In passing Ronald said good-bye again to the handsome setters and the spaniel and the old retriever; and then he went on and out of the station, but it was not to return to his books. The seeing of so many people going away to the north, the talking with the dogs, the trial of the big salmon-rod, had set his brain a little wild. What if he were to go back and beg of the withered old man to take him with him—ay, even as the humblest of gillies, to watch, gaff in hand, by the side of the broad silver-rippling stream, or to work in a boat on a blue-ruffled loch! To jump into a third-class carriage and know that the firm inevitable grip of the engine was dragging him away into the clearer light, the wider skies, the glad free air!
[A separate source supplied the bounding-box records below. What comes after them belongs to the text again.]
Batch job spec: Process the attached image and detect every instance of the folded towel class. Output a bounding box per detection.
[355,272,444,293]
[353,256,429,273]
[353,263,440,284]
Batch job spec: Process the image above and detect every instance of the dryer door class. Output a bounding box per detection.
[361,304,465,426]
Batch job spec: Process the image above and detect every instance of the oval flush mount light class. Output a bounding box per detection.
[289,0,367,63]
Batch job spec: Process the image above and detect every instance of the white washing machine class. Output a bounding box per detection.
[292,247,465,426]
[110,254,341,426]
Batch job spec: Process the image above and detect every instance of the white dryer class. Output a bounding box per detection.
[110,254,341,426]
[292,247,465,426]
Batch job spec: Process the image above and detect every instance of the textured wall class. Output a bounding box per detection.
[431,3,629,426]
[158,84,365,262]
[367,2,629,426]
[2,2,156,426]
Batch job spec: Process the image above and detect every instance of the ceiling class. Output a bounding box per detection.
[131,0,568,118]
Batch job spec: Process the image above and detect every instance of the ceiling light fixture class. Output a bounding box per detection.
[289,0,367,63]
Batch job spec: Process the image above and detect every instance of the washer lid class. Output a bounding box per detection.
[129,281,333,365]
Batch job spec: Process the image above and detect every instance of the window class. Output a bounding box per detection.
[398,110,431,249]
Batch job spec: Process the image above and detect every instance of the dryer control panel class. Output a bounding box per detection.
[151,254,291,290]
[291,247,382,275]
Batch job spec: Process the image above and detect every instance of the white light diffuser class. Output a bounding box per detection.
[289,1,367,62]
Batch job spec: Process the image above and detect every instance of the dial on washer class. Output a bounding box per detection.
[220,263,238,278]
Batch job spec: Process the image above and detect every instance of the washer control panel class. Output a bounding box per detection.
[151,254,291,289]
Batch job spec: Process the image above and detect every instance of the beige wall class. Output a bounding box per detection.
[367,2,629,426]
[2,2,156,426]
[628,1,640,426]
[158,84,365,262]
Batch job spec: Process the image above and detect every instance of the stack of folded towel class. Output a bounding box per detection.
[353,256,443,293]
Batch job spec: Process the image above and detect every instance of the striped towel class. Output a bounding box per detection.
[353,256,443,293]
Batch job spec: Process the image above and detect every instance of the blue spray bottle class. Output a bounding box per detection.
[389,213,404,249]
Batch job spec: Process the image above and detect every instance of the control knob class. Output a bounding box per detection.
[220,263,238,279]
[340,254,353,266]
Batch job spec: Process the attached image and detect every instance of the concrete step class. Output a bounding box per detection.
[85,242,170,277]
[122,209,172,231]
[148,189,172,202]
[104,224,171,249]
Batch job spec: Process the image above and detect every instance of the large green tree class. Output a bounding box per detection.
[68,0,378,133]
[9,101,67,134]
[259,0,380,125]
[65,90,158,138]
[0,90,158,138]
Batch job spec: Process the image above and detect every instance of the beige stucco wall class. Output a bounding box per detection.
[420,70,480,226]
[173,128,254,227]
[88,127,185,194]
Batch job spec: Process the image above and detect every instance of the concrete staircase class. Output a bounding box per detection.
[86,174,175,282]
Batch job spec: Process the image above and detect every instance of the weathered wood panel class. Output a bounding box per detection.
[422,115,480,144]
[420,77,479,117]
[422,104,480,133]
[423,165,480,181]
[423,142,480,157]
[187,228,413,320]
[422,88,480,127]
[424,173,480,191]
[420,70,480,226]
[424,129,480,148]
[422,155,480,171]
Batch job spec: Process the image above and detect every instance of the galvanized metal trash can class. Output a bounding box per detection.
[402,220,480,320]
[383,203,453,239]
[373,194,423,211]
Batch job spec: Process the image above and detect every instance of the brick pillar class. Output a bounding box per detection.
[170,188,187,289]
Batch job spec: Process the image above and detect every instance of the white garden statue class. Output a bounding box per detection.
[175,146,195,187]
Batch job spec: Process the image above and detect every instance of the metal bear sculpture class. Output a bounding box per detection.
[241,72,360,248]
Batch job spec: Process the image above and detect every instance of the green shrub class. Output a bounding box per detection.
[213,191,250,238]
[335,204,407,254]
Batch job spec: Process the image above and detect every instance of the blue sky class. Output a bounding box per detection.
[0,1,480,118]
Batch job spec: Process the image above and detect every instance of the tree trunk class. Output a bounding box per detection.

No wonder they said that fisher folk were merry folk; the very jolting of the engine would in such a case have a kind of music in it; how easily could one make a song that would match with the swing of the train! It was in his head now, as he rapidly and blindly walked away along the Cowcaddens, and along the New City Road, and along the Western Road—random rhymes, random verses, that the jolly company could sing together as the engine thundered along—

Out of the station we rattle away,

Wi' a clangour of axle and wheel;

There's a merrier sound that we knew in the north—

The merry, merry shriek of the reel!

O you that shouther the heavy iron gun,

And have steep, steep braes to speel—

We envy you not; enough is for us

The merry, merry shriek of the reel!